Perché il 23 maggio resta una data cruciale
Quel giorno rappresenta più di un lutto: è diventato un simbolo della lotta alla criminalità organizzata e un punto di riferimento per chi difende lo Stato. Il presidente della Repubblica, con un messaggio ufficiale, ha rimarcato che l’eredità di Falcone e Borsellino fa parte del patrimonio della democrazia e va consegnata in particolare alle nuove generazioni. L’appello alla continuità dell’impegno, contro le «zone grigie» e l’indifferenza, sottolinea il ruolo dell’educazione civica come strumento di prevenzione.
Il significato civile della commemorazione
Nel discorso presidenziale è emersa la convinzione che la memoria debba trasformarsi in azione: per questo è stata ribadita l’importanza di istituzioni solide e di strategie coerenti di contrasto. In termini pratici, questo si traduce nel sostenere percorsi formativi e iniziative pubbliche che favoriscano la fiducia nel futuro, contrastando le radici sociali che alimentano il crimine organizzato. La commemorazione quindi non è solo ricordo, ma anche impegno quotidiano.
I messaggi delle istituzioni e degli esponenti pubblici
Diversi leader e rappresentanti regionali hanno espresso parole di riconoscimento e ammonimento. Il presidente della Regione Sicilia ha ricordato che la mafia è stata colpita ma non definitivamente sconfitta, richiamando all’importanza di politiche preventive e di inclusione.

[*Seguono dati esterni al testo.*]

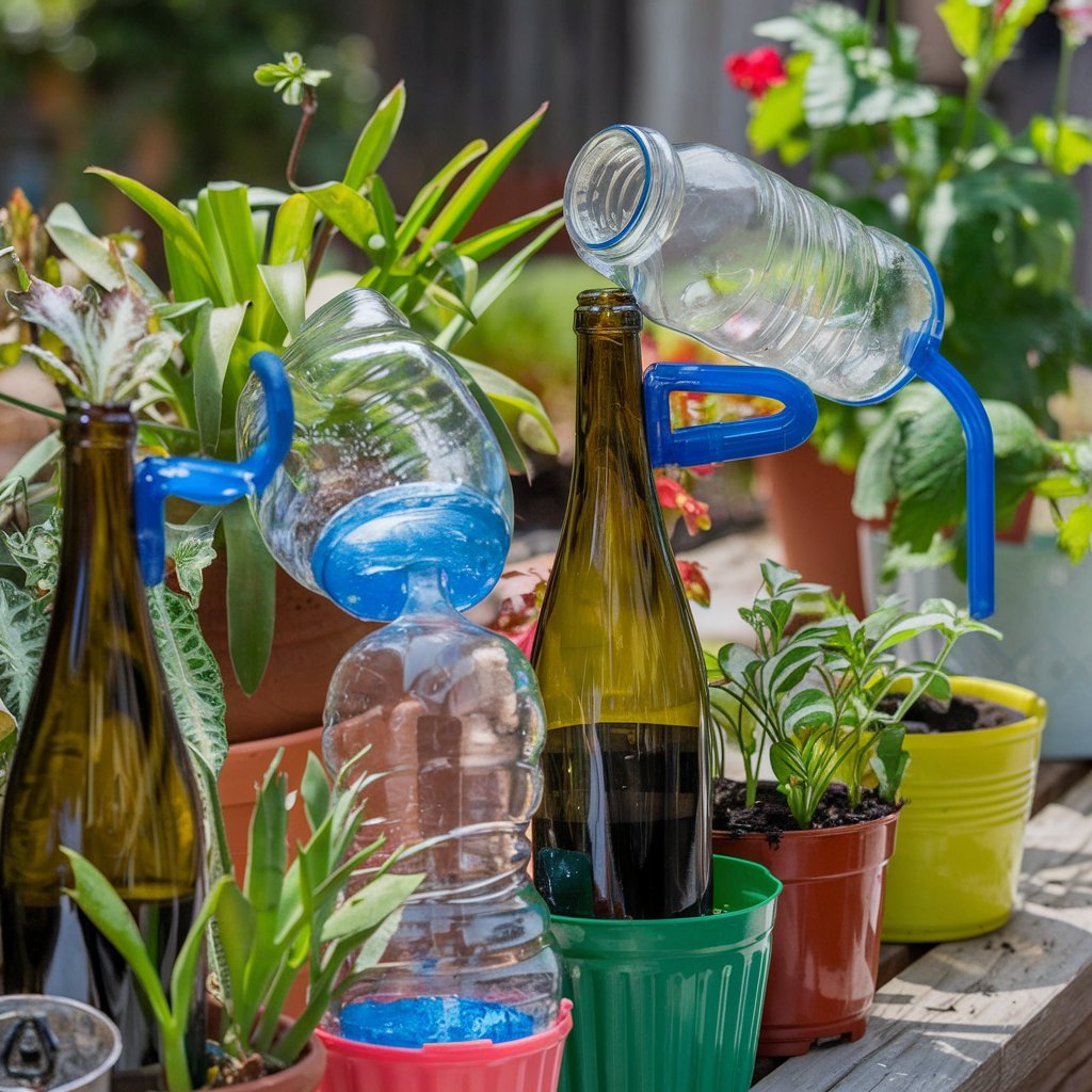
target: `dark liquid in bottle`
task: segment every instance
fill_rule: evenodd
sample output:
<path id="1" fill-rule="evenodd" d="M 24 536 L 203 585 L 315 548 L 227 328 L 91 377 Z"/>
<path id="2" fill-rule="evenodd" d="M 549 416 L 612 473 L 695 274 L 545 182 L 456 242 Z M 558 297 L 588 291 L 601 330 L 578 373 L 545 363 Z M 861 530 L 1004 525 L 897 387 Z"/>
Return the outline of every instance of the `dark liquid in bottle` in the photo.
<path id="1" fill-rule="evenodd" d="M 533 823 L 535 885 L 557 914 L 689 917 L 710 911 L 704 763 L 697 728 L 551 728 Z M 703 864 L 704 862 L 704 864 Z"/>
<path id="2" fill-rule="evenodd" d="M 126 905 L 140 927 L 161 981 L 170 982 L 170 971 L 186 935 L 193 922 L 194 899 L 149 899 L 127 901 Z M 4 989 L 8 993 L 52 994 L 84 1001 L 105 1012 L 121 1032 L 121 1057 L 115 1078 L 122 1078 L 127 1088 L 162 1088 L 158 1066 L 141 1081 L 136 1070 L 152 1066 L 158 1058 L 155 1020 L 140 993 L 128 964 L 117 950 L 98 933 L 75 903 L 61 897 L 59 903 L 32 902 L 7 895 L 0 903 L 0 921 L 4 934 Z M 11 943 L 17 936 L 21 943 Z M 203 978 L 203 970 L 198 966 Z M 194 1010 L 200 1014 L 203 989 L 194 989 Z M 203 1029 L 198 1020 L 190 1021 L 191 1058 L 201 1058 Z M 194 1087 L 204 1082 L 198 1068 L 191 1073 Z"/>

Tra i toni dominanti c’è la richiesta di unità e vigilanza: la lotta alla criminalità richiede coesione tra istituzioni e società civile, non semplici slogan.
Appelli alla verità e alla responsabilità
Figure della magistratura e della politica hanno sollevato anche questioni legate alla verità processuale e storica. Alcuni esponenti hanno richiamato l’attenzione sulle «zone d’ombra» e sulla necessità di non ridurre le stragi a mere relazioni tra mafia e affari, ma di indagare complicità e ritardi che hanno ostacolato le indagini. Questo invito a non accontentarsi di spiegazioni semplicistiche è un richiamo a mantenere viva e attiva la ricerca della verità.
Progetti concreti: istruzione, cultura e sostegno ai giovani
Accanto ai messaggi, sono stati annunciati interventi pratici: la Regione ha destinato risorse a programmi che offrono alternative ai ragazzi in contesti a rischio. In particolare, è stato finanziato il programma “Liberi di scegliere“ con tre milioni di euro per offrire percorsi alternativi ai figli di persone coinvolte in ambienti criminali e per promuovere opportunità positive. Inoltre, misure come il bonus per le palestre mirano a tenere i giovani in ambienti sani e formativi.
Iniziative nelle scuole e nei luoghi della memoria
L’assessorato all’Istruzione ha siglato accordi con la Fondazione Falcone per facilitare visite didattiche al Museo del Presente e ha pubblicato una circolare che destina 400 mila euro a progetti formativi su legalità e memoria rivolti agli istituti siciliani. È prevista inoltre l’estensione dei percorsi per includere la casa museo del giudice Rosario Livatino, amplificando così l’offerta educativa e trasformando i luoghi della memoria in spazi di apprendimento attivo.
Unità, vigilanza e responsabilità collettiva
Nel corso della giornata, la presidente del Parlamento europeo e vari ministri hanno ribadito che il ricordo si traduce in responsabilità quotidiana: il sacrificio delle vittime deve ispirare scelte pubbliche e comportamenti privati. La chiamata all’unità riguarda non solo l’azione repressiva ma anche la capacità di costruire contesti sociali che rendano inefficaci le strategie di intimidazione e corruzione delle organizzazioni criminali.
Un impegno che guarda al futuro
Le commemorazioni del 23 maggio non si limitano a onorare il passato: servono a mantenere viva una cultura della legalità e a sostenere progetti concreti per i giovani, perché la prevenzione sociale è parte integrante della battaglia contro la mafia. Isolare i boss, proteggere le comunità e investire in istruzione e sport sono azioni complementari che, secondo le istituzioni, devono proseguire senza sosta.